Despite a small base, many segments of the economy haven’t really reported meaningful improvements so far. For instance, railway freight (in tonnage) has increased by just 4.7% between April and October. Also, the M&HCV segment, a proxy for the economy, reported a growth of just 1.2% y-o-y between April and November, on a negative base. The biggest disappointment has been exports which have grown just 12% in FY18 thus far; in the corresponding period of FY17 they had stayed virtually flat.
Economists expect a slight deterioration in the current account balance, should oil prices move towards $70 per barrel, from current levels of about $65 per barrel, with the possibility of the balance of payments turning negative in 2018. Moreover, it would stoke inflation leaving the central bank with little option but to hold interest rates. Consumer inflation came in at 4.88% for November, the highest in 15 months. Another big worry is the distress in rural India a big consumer of goods, even though both the kharif and farm harvests should be reasonably good. On the positive side, they believe growth would normalise over the next four or five quarters as the impact of demonetisation and the GST rollout fades. While the liberalised rules will make it easier for firms to comply with the provisions, the cuts in the tax rates under GST and the higher level of cash in the system, they feel, would stimulate demand.

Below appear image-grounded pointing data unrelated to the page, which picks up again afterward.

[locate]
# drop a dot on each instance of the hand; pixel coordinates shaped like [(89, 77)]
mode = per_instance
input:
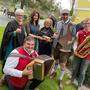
[(55, 35), (18, 30), (27, 72)]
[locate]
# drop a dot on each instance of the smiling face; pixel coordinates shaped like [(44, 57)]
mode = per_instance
[(29, 44), (64, 16), (48, 23), (19, 13)]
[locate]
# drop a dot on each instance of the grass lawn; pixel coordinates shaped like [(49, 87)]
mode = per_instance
[(47, 84)]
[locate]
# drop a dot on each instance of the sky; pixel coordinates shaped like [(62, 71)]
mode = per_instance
[(65, 4)]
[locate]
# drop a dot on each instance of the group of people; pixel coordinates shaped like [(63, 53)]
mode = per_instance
[(21, 43)]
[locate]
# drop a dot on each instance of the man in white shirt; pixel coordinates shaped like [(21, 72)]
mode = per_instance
[(17, 62)]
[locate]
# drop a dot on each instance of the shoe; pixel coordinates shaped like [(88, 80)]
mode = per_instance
[(60, 84)]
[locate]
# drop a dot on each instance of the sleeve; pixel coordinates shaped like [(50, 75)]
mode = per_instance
[(11, 63), (75, 43)]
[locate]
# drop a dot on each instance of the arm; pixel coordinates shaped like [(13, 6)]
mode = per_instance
[(11, 63)]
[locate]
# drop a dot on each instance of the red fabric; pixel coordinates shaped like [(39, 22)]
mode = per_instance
[(21, 82), (81, 37)]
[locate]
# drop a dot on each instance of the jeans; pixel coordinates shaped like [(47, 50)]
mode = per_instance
[(79, 69)]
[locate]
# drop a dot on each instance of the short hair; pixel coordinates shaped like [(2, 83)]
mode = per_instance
[(19, 12), (29, 38), (65, 11), (48, 20)]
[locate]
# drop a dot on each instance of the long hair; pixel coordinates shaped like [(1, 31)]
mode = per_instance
[(32, 17)]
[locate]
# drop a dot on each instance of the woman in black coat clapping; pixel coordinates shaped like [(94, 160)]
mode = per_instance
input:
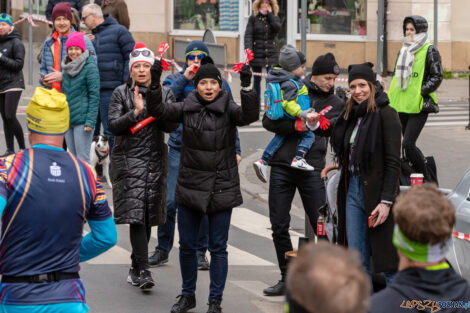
[(366, 141)]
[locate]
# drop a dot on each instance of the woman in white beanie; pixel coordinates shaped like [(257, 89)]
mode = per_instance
[(138, 163)]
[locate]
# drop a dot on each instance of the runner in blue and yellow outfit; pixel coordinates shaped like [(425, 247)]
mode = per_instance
[(46, 196)]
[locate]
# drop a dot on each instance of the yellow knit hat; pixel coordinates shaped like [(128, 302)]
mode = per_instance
[(48, 112)]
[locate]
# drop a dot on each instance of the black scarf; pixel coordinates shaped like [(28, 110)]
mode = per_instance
[(366, 138)]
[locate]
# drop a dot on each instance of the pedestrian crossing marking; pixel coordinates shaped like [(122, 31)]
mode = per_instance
[(242, 218)]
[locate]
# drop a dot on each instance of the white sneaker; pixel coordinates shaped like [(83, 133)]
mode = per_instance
[(261, 170), (301, 164)]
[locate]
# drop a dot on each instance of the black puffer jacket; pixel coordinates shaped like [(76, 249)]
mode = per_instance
[(287, 127), (139, 162), (433, 72), (208, 175), (11, 61), (260, 36)]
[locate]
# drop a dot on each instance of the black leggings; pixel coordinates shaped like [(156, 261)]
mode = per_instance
[(140, 236), (11, 126), (411, 125)]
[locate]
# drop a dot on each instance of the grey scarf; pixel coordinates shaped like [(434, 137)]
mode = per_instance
[(75, 67), (406, 60)]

Moreover, the Rs 2.11-lakh-crore recapitalisation of banks’ balance sheets, announced by the government in late October, would set the stage for renewed lending. The rise in bank loans has been modest though there is a fairly sharp jump in borrowings from the bond markets, accessed both by companies and non-bank financial companies (NBFCs). Economists at Deutsche Bank believe real GDP growth could bounce back to 7.5% in 2018-19 from a possible 6.6% in 2017-18, supported by strong consumption spends and some pick-up in private capex activity. Gross fixed capital formation (GFCF) slipped to 26.4% of GDP in Q2FY18 from 30.4% in Q1FY16.
Companies remain highly leveraged. A study by Credit Suisse showed for the September quarter the share of debt with companies that have an interest cover of less than one saw little change at 40% compared with 42% in the June quarter even as the aggregate interest cover improved sequentially to 2.4 times on the back of a growth in operating profit or ebitda of 4%.